CATEGORIZED UNDER: Living World, top posts
  • Tosin Otitoju

    oh wow. i nearly forgot how simply beautiful science can be.

    • azhar khan


  • Pete_EE

    41 °F! Is that a misprint?
    That converts to a temperature CHANGE of 22 °C. I notice that a temperature measurement (not change) of 41 °F converts to 5 °C. Did the original article publish in metric?
    5 °C or 9 °F sounds more reasonable.

    • AndyC

      Yep. 5 degrees C or 9 degrees F reported in other news outlets

    • surfeagleOrg

      I agree forgetting the fresh water freezing point does make it seem a lot higher then it is.

  • DaltonM

    ” ‘All fish are cold-blooded.’
    Just a week ago, that statement would have been true.”

    No, it would still have been false. A week ago, we were ignorant and wrong. Truth does not change like people’s opinions. Duh.

    I can’t believe I even had to write this…

    • OWilson

      More like, “Just a week ago, that statement would have been the 97% consensus”.

      Gotta love real science!

    • ottofromdurham

      You don’t. The actual intent of that statement was obvious.

      • elleko

        whatever the intent, obvious as it may be to some, the journalist certainly succeeded in showing egocentric ignorance

        • Otto

          So he is only concerned with himself and doesn’t understand that new information isn’t an actual change in reality? I don’t know how you gleaned that, especially the part about egocentrism.

          • elleko

            l don’t know this person and l don’t know if he is personally egocentric.
            new information may or may not be a change in reality.
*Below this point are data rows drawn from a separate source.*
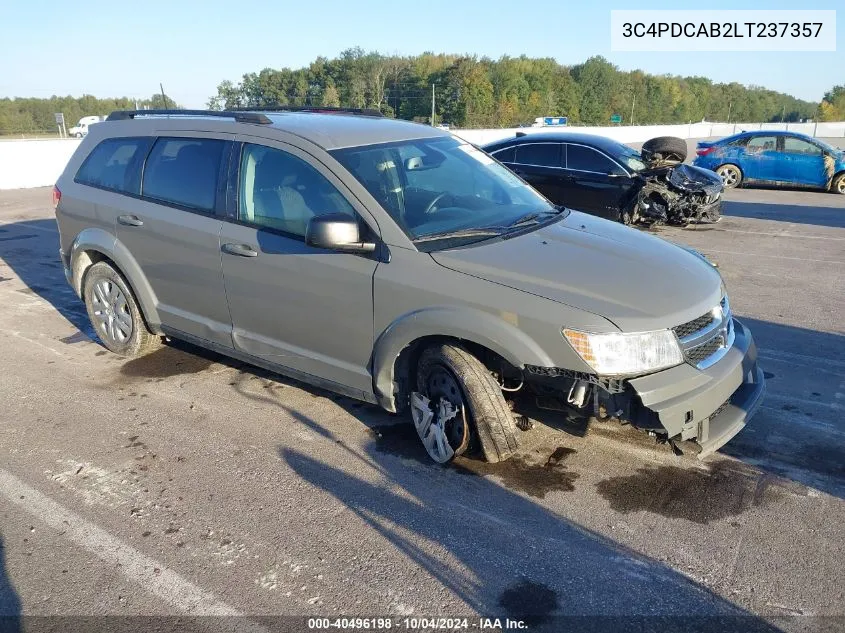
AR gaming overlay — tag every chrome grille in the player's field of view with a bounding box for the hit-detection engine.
[673,295,734,369]
[672,312,713,338]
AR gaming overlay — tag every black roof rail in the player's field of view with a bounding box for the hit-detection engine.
[106,110,272,125]
[229,105,384,118]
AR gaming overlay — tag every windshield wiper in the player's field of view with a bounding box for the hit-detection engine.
[508,206,566,229]
[414,226,505,244]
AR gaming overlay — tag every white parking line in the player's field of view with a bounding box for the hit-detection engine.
[700,246,845,264]
[0,469,243,616]
[719,229,845,242]
[0,218,59,233]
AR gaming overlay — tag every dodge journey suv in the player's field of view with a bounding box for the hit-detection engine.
[54,109,765,463]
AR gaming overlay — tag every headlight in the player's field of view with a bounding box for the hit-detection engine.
[563,329,684,376]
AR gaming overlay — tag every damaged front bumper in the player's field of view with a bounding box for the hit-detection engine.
[628,319,766,458]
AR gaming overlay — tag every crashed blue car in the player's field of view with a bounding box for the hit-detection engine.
[694,130,845,194]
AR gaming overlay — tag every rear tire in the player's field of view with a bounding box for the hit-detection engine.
[716,163,742,189]
[82,262,161,358]
[417,344,519,463]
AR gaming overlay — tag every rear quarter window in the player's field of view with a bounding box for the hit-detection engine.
[74,137,152,194]
[141,138,226,213]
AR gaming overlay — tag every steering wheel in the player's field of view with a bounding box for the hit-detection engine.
[423,191,452,215]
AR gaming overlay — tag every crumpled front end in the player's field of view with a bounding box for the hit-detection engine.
[635,164,724,226]
[526,297,766,458]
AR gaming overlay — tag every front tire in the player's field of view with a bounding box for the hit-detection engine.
[412,344,519,463]
[82,262,161,358]
[716,163,742,189]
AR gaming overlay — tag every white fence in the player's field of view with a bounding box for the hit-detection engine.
[0,121,845,189]
[0,139,81,189]
[452,121,845,145]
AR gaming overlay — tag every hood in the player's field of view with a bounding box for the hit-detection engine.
[669,164,724,196]
[431,211,721,332]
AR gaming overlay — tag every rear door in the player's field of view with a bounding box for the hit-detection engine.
[117,133,232,347]
[565,143,633,220]
[739,134,782,182]
[508,142,566,204]
[778,136,828,187]
[221,136,377,394]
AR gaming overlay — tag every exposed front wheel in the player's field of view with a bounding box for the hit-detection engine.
[83,262,161,357]
[716,165,742,189]
[411,344,519,464]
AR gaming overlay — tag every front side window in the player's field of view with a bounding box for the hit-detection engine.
[332,137,558,241]
[566,145,623,174]
[783,136,822,156]
[142,138,226,213]
[74,138,151,194]
[745,136,778,154]
[515,143,563,167]
[238,143,355,238]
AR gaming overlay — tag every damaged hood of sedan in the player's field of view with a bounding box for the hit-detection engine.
[669,164,722,196]
[431,211,721,332]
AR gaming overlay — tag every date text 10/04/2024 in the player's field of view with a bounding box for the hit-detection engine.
[307,617,528,631]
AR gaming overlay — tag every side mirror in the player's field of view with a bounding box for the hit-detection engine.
[305,213,376,253]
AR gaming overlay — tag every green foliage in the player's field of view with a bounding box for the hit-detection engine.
[819,86,845,121]
[0,94,179,135]
[204,48,816,127]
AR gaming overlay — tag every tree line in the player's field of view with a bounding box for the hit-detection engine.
[0,94,176,135]
[0,48,832,134]
[208,48,819,127]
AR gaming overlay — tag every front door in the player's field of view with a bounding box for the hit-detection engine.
[117,134,232,347]
[220,141,377,394]
[740,135,782,182]
[564,143,632,220]
[779,136,833,187]
[506,143,569,206]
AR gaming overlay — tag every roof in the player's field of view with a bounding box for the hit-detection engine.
[97,108,451,150]
[266,112,451,150]
[482,132,630,154]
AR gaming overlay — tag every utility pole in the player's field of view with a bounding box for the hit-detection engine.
[431,84,434,127]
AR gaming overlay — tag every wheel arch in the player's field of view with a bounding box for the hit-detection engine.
[372,307,554,413]
[70,229,161,334]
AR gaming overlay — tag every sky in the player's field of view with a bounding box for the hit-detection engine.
[0,0,845,108]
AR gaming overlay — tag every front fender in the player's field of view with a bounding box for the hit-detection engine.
[70,228,161,332]
[373,306,554,412]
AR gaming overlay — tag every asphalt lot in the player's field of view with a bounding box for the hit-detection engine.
[0,189,845,630]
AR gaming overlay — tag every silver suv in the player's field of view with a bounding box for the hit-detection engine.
[54,109,765,463]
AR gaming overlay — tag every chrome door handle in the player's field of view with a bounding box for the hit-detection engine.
[220,244,258,257]
[117,215,144,226]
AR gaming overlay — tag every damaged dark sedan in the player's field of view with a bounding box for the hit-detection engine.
[482,132,723,226]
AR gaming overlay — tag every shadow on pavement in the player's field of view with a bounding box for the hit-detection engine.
[0,537,21,633]
[722,200,845,228]
[279,413,778,631]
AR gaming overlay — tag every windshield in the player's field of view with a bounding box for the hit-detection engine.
[331,137,559,241]
[618,143,645,171]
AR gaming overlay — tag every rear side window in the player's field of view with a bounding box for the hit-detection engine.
[516,143,561,167]
[492,147,516,163]
[566,145,623,174]
[74,138,152,194]
[142,138,226,213]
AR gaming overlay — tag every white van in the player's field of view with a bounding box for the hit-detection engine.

But facts that exist outside of knowledge are part of reality. A thing that was true before one knew it was true does not alter reality, but it does change one’s personal perspective of what is true. The opening of this article implies otherwise.

  • jim27182

    It has been documented that certain species of sharks maintain a body temperature higher than the ambient temperature. Tunas and marlins do likewise. The definition of homeothermy (warm bloodedness) is the ability of an organism to maintain a constant (with minor fluctuations) internal body temperature that is usually higher than the surrounding ambient temperature. Some sharks, tuna and marlins clearly have this ability. So, the lead in is inaccurate. Now, if they wish to focus on the physiological mechanism described here as being the first observed within bony fishes, that is another thing.

    • Brandy Hunt

      They actually mention that in the article. They stated that those fish warm the blood to certain parts of their bodies but they constantly have to seek warmer waters in order to do so. This fish is different in that it doesn’t need to go to warmer waters to warm up because it maintains that temperature throughout it’s ENTIRE body making it truly warm blooded whereas the other fish mentioned are not.

      • jim27182

        The point remains that some sharks, tunas, marlins are warm blooded. they maintain a temperature higher than ambient whether or not they have to move to waters having different temperatures, by definition they are still warm blooded. So, the first sentence of the article is misleading. And if the article is going to contend that moving to warmer areas disqualifies such organisms as not being warm blooded (a silly contention), then that would eliminate most mammals as well – notably rodents and chiropterans (these 2 groups comprise the great majority of mammalian species) who regularly have wide temperature fluctuations as well as needing to warm themselves via external means and not internal physiological processes. This is not to downplay the fascinating physiological mechanism described here, but the article is simply not accurate. By definition, an organism that maintains a body temperature higher than its ambient is deemed to be warmblooded. Let’s not place qualifiers which is what the article does here. That’s my quibble.

  • Bob

    I hope it is edible so it did not die being discovered for no good reason.

  • jerry

    Of course: We don’t know everything about our planet, that’s why we’re still doing reseach.